今日は珍しく漫画のキャラデザについての覚書を。

 

僕は漫画のキャラデザインの考え方はイラストとは微妙に違うと思っていて、凝ったキャラデザにしようとすればするほど、「分かりづらさ」が増していき、最終的にキャラの魅力がうまく伝わっていない感じがする。なんというか、作者が考えているキャラの魅力と、読者の印象との間にギャップが生じやすい気がする。

だけど、イラストでは、凝ったデザインにすればするほど、そのイラストを見た人の満足感は増していく感じがする。イラストを見ている人たちの属性として、そういったデザイン面を含めた「目新しさ」とか「魅力」を求めているからではないだろうか。ここが漫画とは違う点であり、言うなれば、「映画の衣装」と「パリコレの衣装」の違いみたいなものを感じる。

 

だから漫画では、基本的に「シンプルで分かりやすいデザイン」が好ましく、ゴチャゴチャした分かりづらいデザインは求められていない。

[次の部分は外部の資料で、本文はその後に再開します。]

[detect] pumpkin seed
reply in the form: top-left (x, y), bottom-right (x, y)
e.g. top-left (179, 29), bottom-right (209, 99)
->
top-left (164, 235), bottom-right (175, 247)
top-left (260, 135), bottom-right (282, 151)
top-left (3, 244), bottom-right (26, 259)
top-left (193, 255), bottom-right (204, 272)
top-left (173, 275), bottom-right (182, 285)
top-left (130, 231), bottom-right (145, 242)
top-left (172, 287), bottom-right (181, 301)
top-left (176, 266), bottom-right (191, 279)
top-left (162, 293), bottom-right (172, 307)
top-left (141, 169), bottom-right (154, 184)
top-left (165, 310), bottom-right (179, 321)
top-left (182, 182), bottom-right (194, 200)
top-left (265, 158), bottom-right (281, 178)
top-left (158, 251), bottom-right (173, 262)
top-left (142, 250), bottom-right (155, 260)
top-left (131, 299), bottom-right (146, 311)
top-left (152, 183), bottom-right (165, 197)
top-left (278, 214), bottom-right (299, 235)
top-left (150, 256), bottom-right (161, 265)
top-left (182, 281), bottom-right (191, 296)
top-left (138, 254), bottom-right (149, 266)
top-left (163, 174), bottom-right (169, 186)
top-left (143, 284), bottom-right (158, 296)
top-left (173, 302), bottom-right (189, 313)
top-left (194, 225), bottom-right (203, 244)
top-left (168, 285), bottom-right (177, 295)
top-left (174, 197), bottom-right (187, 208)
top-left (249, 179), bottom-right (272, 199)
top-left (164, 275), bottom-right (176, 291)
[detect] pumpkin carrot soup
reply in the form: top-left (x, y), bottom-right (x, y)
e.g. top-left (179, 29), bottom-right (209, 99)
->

(繰り返しになるが、多くの一般大衆はパリコレのデザインを求めていない)

 

例えば、スパイファミリーに出てくるアーニャなんかが最たる例であり、アーニャの髪型や服装に凝ったデザインはひとつもない。髪型もよくあるふんわりとしたたまご型のヘアースタイルだし、服も黒一色のワンピースである。もし仮に、このデザインでイラストを描いたとすれば、「平凡なデザインのキャラクター」と認識されるだろう。

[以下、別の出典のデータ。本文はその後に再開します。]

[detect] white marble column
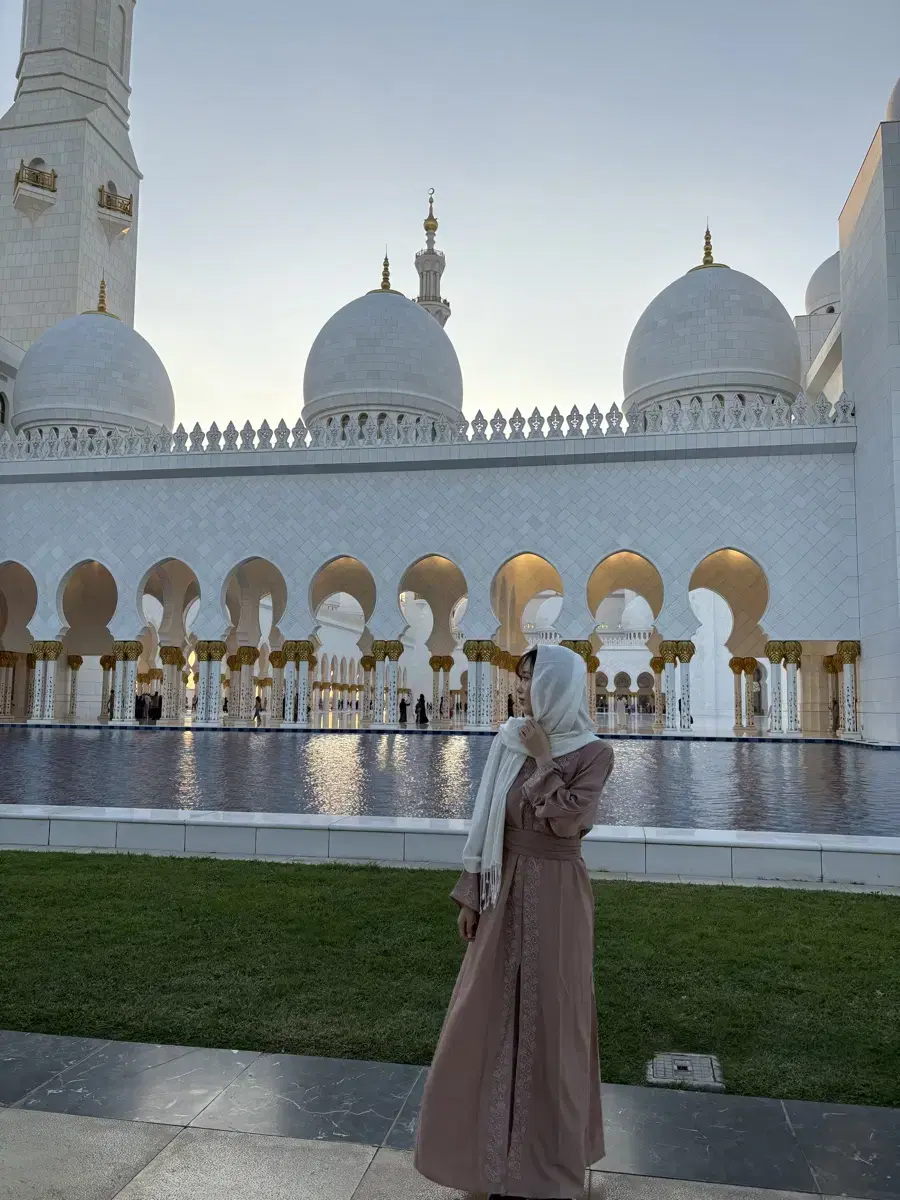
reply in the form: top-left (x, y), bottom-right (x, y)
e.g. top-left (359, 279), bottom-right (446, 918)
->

しかし、髪飾りと胸元のリボンが良いアクセントとなって、とても印象的なデザインに仕上がっており、ロイドやヨルとの差別化もできているように感じる。なんというか、「シンプルなんだけど、ちゃんと見る人の印象に残るデザイン」になっており、いうなれば、これが漫画に求められているデザインではなかろうか。

 

以上をまとめると、漫画のキャラクターデザインに必要なものとして、まずは「パッと見の分かりやすさ」が必要になってくる。

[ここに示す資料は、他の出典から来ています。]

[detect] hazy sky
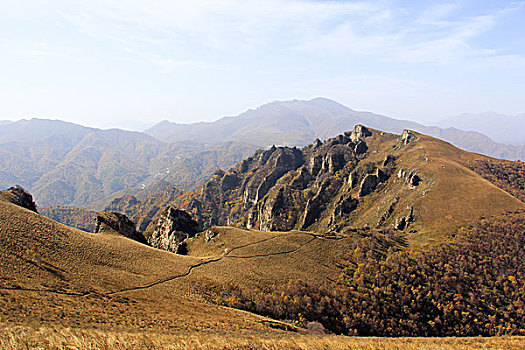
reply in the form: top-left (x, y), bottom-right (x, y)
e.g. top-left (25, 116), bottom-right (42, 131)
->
top-left (1, 0), bottom-right (524, 130)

例えば、魔女の宅急便に出てくるキキは、「黒のワンピース」「箒(ほうき)」「黒猫のジジ」を携えており、ひと目で「魔女の見習い」ということがわかる。こういう風に、そのキャラクターが身につけているものやシルエットから、そのキャラクターの属性や性格が感覚的に理解できるものでなければならない。これが分かりづらいと、読者はそのキャラクターに感情移入しづらくなってしまって、途端に読むのがつらくなる。

 

もうひとつは、「そのキャラならではの特徴」だと思う。言い換えるなら「個性」だ。

例えば、先ほど例に挙げたキキで言うと、大きな赤いリボンの髪飾りがそれに当たる。二次創作界隈でも、未だにキキの絵は人気があるんだけど、すぐに「これはキキの絵だ」と認識できるのは、大きな赤いリボンのおかげである。もし、黒いワンピースや赤いリボンといった特徴がなければ、ただのショートカットの女の子でしかなく、たぶん何の印象にも残らないキャラになってしまうだろう。

そして、この特徴があるおかげで、他のキャラとの差別化も出来ており、「他とはちょっと違う魔女の見習い」にステップアップしている。主人公に求められているのは、この「他とはちょっと違う」という印象だと僕は思っている。

 

  • パッと見た瞬間にキャラの属性や性格が推認できるシンプルで分かりやすいデザインが必要。身につけているものやシルエットに工夫を。
  • そのキャラならではの特徴(他と差別化できる個性)を持たせる。